VernacularTitle:雌激素通过非基因效应激活钙离子流调控子宫内膜癌细胞外信号调节激酶通路
Author: Lili ZHANG ; Jianliu WANG
Publication Type:Journal Article
Keywords: Endometrial neoplasms; Calcium; Extracellular signal-regulated MAP kinases; Estrogens
From: Journal of Peking University(Health Sciences) 2015;(3):489-493
CountryChina
Language:Chinese
Abstract: Objective:To study the mechanism on extracellular signal-regulate kinases ( ERK) signal transduction by calcium influx initiated by combination of estrogen with calcium channels or estrogen re-ceptor in endometrial cancer cell Ishikawa.
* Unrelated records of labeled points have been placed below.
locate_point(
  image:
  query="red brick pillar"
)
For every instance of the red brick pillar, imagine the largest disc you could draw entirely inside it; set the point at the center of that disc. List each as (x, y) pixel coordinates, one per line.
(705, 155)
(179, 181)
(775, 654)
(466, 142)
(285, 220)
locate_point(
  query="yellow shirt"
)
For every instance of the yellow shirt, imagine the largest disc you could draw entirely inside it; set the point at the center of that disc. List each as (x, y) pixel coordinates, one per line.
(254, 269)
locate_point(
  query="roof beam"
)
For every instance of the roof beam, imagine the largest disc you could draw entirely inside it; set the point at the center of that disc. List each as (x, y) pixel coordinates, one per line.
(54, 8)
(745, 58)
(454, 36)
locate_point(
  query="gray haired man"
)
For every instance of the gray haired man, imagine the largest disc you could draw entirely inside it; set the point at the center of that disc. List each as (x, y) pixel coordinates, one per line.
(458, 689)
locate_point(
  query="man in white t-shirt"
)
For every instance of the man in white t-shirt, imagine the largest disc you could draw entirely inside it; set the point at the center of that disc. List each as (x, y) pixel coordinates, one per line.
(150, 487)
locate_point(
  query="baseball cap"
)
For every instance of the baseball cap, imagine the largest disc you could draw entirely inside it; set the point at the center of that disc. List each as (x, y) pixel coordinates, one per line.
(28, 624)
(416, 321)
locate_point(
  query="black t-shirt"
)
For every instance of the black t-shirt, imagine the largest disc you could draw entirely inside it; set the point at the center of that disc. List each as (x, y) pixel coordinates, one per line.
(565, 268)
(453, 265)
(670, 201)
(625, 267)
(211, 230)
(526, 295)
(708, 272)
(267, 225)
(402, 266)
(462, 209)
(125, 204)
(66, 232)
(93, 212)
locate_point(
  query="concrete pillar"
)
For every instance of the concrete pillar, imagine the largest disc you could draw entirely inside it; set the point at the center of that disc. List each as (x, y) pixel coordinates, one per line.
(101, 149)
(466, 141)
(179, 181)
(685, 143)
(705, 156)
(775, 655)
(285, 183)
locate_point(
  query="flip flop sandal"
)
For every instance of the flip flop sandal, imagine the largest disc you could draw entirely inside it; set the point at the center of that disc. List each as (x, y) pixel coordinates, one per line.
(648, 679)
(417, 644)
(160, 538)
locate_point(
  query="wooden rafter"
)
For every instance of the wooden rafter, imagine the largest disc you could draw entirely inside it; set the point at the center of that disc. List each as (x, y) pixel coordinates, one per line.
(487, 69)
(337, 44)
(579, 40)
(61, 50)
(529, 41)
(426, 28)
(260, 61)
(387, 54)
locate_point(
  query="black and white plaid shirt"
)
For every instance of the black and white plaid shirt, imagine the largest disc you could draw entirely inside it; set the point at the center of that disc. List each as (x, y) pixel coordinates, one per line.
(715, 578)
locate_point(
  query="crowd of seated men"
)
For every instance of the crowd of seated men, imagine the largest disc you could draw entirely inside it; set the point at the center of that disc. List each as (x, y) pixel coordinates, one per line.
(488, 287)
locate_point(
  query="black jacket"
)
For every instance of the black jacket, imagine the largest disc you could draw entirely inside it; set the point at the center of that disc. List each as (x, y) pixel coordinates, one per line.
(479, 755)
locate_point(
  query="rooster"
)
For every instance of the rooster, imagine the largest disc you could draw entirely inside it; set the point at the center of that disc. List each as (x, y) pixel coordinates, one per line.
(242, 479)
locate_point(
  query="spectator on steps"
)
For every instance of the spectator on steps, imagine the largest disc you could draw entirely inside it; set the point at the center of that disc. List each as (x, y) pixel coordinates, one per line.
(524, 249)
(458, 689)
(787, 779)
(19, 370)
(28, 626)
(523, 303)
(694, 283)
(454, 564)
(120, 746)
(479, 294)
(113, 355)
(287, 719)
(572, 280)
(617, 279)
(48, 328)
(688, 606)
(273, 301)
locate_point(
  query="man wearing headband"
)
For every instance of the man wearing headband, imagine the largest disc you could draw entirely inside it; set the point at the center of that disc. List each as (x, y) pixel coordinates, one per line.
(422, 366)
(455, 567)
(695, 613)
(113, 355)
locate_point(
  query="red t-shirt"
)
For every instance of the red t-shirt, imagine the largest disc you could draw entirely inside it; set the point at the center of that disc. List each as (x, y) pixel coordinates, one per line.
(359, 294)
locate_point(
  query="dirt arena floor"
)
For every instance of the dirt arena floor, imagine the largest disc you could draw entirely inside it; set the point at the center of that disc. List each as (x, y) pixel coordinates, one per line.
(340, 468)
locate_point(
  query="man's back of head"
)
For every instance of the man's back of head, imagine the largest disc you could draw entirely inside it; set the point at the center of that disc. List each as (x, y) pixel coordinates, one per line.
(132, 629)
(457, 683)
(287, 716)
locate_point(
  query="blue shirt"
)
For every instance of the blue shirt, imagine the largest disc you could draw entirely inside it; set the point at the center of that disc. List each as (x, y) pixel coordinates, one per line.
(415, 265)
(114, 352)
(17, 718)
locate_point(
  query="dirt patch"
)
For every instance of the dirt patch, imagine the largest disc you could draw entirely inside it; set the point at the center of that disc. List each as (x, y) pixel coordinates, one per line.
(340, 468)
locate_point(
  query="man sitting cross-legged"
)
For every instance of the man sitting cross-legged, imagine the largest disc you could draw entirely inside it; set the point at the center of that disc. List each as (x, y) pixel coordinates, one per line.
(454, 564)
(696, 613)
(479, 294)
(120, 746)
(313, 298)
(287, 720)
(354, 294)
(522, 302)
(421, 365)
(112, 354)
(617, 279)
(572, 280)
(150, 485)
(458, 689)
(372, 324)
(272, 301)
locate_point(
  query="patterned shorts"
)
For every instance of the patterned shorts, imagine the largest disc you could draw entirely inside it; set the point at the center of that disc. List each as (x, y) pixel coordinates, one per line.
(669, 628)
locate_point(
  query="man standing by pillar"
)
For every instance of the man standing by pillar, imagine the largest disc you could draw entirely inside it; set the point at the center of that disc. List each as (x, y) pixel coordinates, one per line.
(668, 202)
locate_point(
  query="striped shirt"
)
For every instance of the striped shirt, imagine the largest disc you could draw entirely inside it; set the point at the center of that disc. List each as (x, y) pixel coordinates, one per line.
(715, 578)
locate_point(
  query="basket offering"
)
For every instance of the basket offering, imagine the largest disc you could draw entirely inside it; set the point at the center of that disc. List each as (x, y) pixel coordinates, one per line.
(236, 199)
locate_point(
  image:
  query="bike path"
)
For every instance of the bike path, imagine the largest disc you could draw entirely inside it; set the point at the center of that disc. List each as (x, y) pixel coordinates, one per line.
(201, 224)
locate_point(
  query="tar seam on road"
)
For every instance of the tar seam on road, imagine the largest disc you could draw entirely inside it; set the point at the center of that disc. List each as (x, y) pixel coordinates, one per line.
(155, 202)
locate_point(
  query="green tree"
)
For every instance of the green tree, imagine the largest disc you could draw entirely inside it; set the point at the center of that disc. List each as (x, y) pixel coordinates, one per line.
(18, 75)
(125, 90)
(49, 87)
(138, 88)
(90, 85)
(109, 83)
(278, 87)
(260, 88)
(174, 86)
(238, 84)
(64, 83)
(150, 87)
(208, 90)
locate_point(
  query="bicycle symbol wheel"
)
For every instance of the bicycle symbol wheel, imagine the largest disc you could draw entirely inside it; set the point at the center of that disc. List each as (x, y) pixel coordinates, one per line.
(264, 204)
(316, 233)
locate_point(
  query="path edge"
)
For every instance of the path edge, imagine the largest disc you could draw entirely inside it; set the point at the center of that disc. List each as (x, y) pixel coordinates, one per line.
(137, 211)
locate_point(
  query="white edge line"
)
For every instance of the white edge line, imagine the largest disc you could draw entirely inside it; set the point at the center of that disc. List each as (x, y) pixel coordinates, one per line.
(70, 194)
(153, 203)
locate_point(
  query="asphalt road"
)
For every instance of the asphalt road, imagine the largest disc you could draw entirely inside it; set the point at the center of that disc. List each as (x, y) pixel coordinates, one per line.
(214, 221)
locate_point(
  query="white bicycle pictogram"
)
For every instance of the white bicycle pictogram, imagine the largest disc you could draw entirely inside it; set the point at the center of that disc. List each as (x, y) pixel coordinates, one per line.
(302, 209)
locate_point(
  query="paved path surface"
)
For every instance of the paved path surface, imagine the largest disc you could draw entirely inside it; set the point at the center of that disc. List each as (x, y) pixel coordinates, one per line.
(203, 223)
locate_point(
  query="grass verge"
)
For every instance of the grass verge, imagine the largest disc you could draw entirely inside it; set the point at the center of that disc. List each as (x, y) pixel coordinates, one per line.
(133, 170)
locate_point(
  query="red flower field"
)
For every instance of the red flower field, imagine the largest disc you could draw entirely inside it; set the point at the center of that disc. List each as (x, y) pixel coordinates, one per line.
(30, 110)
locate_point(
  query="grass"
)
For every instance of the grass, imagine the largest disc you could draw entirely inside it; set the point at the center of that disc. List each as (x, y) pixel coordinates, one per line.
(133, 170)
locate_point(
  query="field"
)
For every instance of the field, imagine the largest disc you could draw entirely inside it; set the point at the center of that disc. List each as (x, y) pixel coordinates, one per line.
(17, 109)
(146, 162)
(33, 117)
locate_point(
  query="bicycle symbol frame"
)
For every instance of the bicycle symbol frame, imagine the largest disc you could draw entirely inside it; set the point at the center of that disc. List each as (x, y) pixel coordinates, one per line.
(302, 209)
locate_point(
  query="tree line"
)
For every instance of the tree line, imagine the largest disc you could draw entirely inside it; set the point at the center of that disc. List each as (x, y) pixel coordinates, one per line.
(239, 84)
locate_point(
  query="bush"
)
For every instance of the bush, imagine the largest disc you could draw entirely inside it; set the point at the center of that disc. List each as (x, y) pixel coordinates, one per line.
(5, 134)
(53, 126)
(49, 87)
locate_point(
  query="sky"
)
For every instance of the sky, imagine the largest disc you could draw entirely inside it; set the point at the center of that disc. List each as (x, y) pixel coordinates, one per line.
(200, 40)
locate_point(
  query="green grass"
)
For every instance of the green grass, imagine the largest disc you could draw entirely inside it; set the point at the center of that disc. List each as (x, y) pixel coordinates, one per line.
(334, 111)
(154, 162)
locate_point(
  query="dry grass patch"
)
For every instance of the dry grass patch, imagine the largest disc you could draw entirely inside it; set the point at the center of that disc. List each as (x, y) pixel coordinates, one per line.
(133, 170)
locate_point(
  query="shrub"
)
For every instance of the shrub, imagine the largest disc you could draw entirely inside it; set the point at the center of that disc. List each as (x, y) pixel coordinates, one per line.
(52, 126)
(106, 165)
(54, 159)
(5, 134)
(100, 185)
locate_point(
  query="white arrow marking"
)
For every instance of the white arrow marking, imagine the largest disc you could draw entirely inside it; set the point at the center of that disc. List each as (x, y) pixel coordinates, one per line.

Methods: Confocal test was used to determine the relative calcium mobilization by stimulation of estrodiol together with and without the inhibition of ICI182780 and nifedipine. Western-blotting was used to detect the protein expression of phosphorylated ERK1/2 (P-ERK1/2) in the same condition. Results:The transient calcium flux initiated by 17β-estrodiol (E2) and a membrane-impermeable conjugate of estrogen and bovine serum albumin ( E2-BSA ) , and the calcium mobilization could be inhibited by ICI182780 and nifedipine in 1 min. In Ishikawa cells, phosphorylation of ERK1/2 was stimulated by E2 , and the phosphorylation could not be inhibited by E2 after the combination with ICI182780 in 5 min and in 30 min. The phosphorylation also could not be in-hibited by E2-BSA after the combination with nifedipine in 5 min, but in 30 min the phosphorylation was decreased. The phosphorylation of ERK by E2-BSA was decreased by the combination with nifedipine in 30 min. Conclusion:The transient calcium flux initiated by estrogen has an effect on the activation of ERK signal pathway in endometrial carcinoma cells.